Friday, May 06, 2011
Too Long for Tweets, Too Short for Posts
- I recently went through another roundtable with local employers, talking about our technical and workforce-oriented degrees. I could have cut-and-pasted from the discussions at PU ten years ago. They kept saying the same thing they said a decade ago in a different state: it’s the communication skills and the ability to see the big picture that count. I actually asked if they’d be willing to just hire the sharpest liberal arts grads and train them; most of them gave variations on “y’know, we used to do that...” Note to employers: do it again. We have some damn smart liberal arts grads with excellent communication skills, and they tend to be quick studies.
- We took The Dog to a doggie shrink earlier this week. I feel like I crossed some sort of cultural divide in even admitting that. The issue is that she attacks visitors in the house. The shrink basically came up with “some dogs are like that. Try this collar.” Thanks.
- Even after all these years, I’m still amazed at the number of people who say “listen” when they mean “obey.” It’s entirely possible to listen to an idea and disagree with it. “The administration didn’t listen. It didn’t do what we said.” In that passage, the second sentence offers no support for the first, unless you define ‘listen’ to mean ‘obey.’
- If I read one more story about the “higher education bubble” that fails to mention the unbelievable affordability of community colleges, or that takes Harvard’s tuition level as somehow normative...
- The Girl made the cover of the local newspaper last week. You can be as cynical an academic as you want; when you see your kid smiling brightly on the front page, it makes your day.
If your IT people can't give a short tutorial on simple strong passwords, fire them. [Hint: disenvoweled short phrases with special characters for spaces.] If you can't use strong passwords because your system will not accept more than 6 or 8 characters or exclude weak ones, replace it.
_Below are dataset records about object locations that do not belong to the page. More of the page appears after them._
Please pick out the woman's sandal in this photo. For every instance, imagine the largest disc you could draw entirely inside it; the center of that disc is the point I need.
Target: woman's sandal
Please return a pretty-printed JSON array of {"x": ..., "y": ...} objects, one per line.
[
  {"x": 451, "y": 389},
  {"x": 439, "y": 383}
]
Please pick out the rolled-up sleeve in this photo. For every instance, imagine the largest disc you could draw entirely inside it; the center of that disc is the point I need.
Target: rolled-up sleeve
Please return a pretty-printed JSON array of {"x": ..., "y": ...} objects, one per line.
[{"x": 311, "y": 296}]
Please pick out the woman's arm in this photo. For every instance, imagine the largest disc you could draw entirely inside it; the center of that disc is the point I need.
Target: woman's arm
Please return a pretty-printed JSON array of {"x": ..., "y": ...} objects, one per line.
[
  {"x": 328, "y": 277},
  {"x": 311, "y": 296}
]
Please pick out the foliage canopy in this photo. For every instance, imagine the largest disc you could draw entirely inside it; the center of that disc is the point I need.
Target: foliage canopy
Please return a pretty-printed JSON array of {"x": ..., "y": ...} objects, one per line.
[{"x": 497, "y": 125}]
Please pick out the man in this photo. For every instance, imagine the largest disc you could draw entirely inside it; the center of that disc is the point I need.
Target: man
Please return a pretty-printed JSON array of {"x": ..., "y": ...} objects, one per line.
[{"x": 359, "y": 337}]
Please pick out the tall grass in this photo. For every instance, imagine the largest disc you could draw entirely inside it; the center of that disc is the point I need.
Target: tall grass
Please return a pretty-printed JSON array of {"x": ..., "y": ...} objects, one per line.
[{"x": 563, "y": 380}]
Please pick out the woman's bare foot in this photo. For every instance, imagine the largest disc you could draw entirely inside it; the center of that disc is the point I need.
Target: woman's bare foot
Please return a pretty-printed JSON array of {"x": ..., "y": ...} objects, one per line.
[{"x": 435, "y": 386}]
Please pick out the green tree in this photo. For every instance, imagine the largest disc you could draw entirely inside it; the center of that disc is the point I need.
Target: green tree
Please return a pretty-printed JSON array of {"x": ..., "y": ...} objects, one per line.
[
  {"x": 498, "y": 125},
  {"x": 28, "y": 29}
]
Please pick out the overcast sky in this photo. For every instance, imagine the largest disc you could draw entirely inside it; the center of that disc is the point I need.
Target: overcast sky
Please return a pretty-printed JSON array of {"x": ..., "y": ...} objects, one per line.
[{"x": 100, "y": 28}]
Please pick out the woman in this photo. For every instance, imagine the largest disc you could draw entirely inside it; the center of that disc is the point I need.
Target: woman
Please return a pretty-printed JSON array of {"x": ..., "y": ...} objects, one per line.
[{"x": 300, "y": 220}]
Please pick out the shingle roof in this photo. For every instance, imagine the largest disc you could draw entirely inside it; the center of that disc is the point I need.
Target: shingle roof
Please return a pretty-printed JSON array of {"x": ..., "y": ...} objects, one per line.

I'd say more, but my longer comments keep getting deleted.
Organizations don't work that way. No matter what kind of education and experience you have, you will need to learn the requirements of your institution, and your manager, and the needs of your co-workers. So much of what most desk jockeys do can absolutely be learned, but someone has to be willing to put in the time to train. I know everyone within academia and without is understaffed, so nobody wants to take that time, but what we are doing now is not working.
I've never figured out why the lie persists -- that is, what employers have to gain by pretending that they're interested in English majors when all they want is more MBAs.
Here's how you know the business world isn't interested in liberal arts graduates: they never give money to liberal arts programs. When was the last time you saw a rich donor's name over the Philosophy building, or a corporate grant for studying poetry, or even some CEO willing to part with five bucks to help out the hungry History major he passes in the street? Engineering programs, research labs, business schools, you bet. Ethnic Studies? Not so much.
They feed a line about wanting communication skills, critical thinking, and creativity, but then they go on hiring people just like themselves.
I know, bitter much? Well, old wounds fester.
Good luck with that. Time, attention and burning off a dog's energy will help in teaching them to accept others' visiting.
Industry wants smart literate people with good communications and interpersonal skills who also are Engineers, Technicians, Accountants, Machinists, Chemists and so on.
On the other hand, community colleges offer a wonderful opportunity for students to gain specific skills (business classes, computer classes, etc) while broadening their liberal arts skills (communication, critical thinking, etc). Most of our programs at Local Community College require students to take courses outside their vocational goal classes. My art history courses- an excellent value for your money if taught by real art historians, and not just the "art staff"- are filled with potential nurses, businessmen, computer experts, plumbers, auto mechanics, cosmetologists, etc. learning to write, learning to analyze, and learning ways of thinking that allow for creativity and constructive problem solving.
All at an affordable price. How win-win is that? Community colleges rock.
Of course, it is at least theoretically possible to integrate such tools into traditional classroom settings in the arts and sciences.
So employers are giving up years of productivity to avoid doing a few days of training. Impressive, in its own way.